Who should read this perspective?

This perspective is designed for companies preparing for or currently undergoing compliance audits.

Trust BuildingAudit Insights & Preparation

The Goldilocks Zone of Penetration Testing: Balancing Compliance and Real Security

At Agency, we help clients find the penetration testing sweet spot — rigorous enough to find real vulnerabilities but scoped appropriately for compliance requirements.

By Tyler Carbone

January 20, 2024·12 min read

One of the most common frustrations we hear at Agency comes from security teams who feel caught between two extremes: a cheap checkbox pen test that satisfies the auditor but finds nothing real, or an expensive red team exercise that uncovers genuine risks but costs five times more than the compliance budget allows. The truth is, there is a middle ground — and finding it is one of the most impactful decisions a security-conscious compliance team can make.

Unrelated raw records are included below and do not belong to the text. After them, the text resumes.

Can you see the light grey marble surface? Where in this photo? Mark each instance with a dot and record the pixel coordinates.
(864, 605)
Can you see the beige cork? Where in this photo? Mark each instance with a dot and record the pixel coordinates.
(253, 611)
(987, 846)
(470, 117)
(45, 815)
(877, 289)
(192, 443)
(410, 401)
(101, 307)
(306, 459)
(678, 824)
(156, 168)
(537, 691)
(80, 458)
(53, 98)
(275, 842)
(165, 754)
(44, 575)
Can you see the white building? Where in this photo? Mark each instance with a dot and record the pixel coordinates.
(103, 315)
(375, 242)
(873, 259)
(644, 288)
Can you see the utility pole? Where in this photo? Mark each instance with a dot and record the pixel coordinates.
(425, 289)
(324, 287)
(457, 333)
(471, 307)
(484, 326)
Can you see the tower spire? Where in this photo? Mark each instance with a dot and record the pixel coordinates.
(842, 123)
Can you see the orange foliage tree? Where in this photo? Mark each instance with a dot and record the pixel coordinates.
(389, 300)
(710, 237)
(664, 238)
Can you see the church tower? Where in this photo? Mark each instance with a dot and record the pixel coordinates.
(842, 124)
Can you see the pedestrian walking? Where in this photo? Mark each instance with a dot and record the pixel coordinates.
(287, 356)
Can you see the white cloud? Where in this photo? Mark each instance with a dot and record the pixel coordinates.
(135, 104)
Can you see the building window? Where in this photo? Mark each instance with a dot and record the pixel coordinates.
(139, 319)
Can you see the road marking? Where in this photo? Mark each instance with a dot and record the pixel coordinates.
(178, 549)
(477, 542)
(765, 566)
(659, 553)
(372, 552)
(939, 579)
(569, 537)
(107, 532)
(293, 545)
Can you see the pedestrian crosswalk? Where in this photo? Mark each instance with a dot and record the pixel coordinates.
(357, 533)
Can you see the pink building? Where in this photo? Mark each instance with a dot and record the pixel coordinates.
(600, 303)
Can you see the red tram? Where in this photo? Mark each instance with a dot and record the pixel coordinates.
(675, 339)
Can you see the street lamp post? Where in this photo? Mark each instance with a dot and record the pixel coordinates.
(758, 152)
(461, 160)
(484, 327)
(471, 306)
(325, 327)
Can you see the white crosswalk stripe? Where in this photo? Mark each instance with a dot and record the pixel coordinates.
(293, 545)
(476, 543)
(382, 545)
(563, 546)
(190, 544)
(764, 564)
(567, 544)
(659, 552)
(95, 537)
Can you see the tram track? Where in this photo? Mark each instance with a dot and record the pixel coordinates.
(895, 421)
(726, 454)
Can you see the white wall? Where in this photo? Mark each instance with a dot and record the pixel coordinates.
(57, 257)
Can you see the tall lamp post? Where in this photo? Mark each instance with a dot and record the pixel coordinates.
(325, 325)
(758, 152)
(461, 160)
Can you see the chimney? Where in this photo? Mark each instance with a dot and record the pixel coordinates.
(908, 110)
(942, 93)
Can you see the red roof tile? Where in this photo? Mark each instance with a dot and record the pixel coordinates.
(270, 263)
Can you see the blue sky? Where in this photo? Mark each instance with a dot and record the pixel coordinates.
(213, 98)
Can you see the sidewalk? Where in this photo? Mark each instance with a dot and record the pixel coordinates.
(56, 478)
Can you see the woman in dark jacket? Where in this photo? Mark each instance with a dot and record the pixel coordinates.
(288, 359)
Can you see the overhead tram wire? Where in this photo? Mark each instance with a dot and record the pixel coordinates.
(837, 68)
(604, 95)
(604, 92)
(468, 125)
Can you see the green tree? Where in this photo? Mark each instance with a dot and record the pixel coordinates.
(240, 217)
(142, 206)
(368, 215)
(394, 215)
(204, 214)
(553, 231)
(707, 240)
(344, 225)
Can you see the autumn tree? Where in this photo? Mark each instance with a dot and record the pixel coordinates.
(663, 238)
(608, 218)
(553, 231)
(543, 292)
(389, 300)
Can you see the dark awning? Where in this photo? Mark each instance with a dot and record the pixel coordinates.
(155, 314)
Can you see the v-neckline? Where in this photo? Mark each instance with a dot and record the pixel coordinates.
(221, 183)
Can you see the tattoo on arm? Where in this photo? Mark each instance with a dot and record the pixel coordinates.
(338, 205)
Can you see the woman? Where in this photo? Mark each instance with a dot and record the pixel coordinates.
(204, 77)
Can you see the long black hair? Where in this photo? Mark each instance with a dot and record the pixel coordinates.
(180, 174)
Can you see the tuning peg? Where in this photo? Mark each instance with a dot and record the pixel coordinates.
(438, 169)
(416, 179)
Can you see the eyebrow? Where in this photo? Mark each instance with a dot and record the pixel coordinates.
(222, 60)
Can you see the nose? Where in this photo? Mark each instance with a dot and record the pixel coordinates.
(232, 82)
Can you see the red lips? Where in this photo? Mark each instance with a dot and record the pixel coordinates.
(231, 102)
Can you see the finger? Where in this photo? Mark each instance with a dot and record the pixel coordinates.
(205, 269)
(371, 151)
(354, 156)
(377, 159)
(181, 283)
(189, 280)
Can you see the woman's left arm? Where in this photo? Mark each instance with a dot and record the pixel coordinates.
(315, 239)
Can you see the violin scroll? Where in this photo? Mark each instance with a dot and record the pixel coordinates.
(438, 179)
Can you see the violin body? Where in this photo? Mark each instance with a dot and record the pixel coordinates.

Penetration testing in the compliance world suffers from a polarization problem. On one end, companies treat pen testing as a pure compliance checkbox — they hire the cheapest vendor, scope the test as narrowly as possible, and file the clean report alongside their other audit evidence. On the other end, security-driven organizations commission exhaustive red team engagements that test every conceivable attack vector, including social engineering and physical access, producing findings that are genuinely useful for security but far exceed what any auditor needs or evaluates.

Both approaches have real costs. The checkbox approach creates false confidence, leaves real vulnerabilities undiscovered, and can actually backfire when an auditor questions the thoroughness of a test that produced zero findings. The red team approach consumes budget that could be deployed across other security controls and often produces findings that overwhelm a team's remediation capacity. What we help clients find is the Goldilocks zone — penetration testing that is rigorous enough to discover genuine vulnerabilities, structured to produce evidence auditors value, and scoped to deliver both security and compliance returns on the investment.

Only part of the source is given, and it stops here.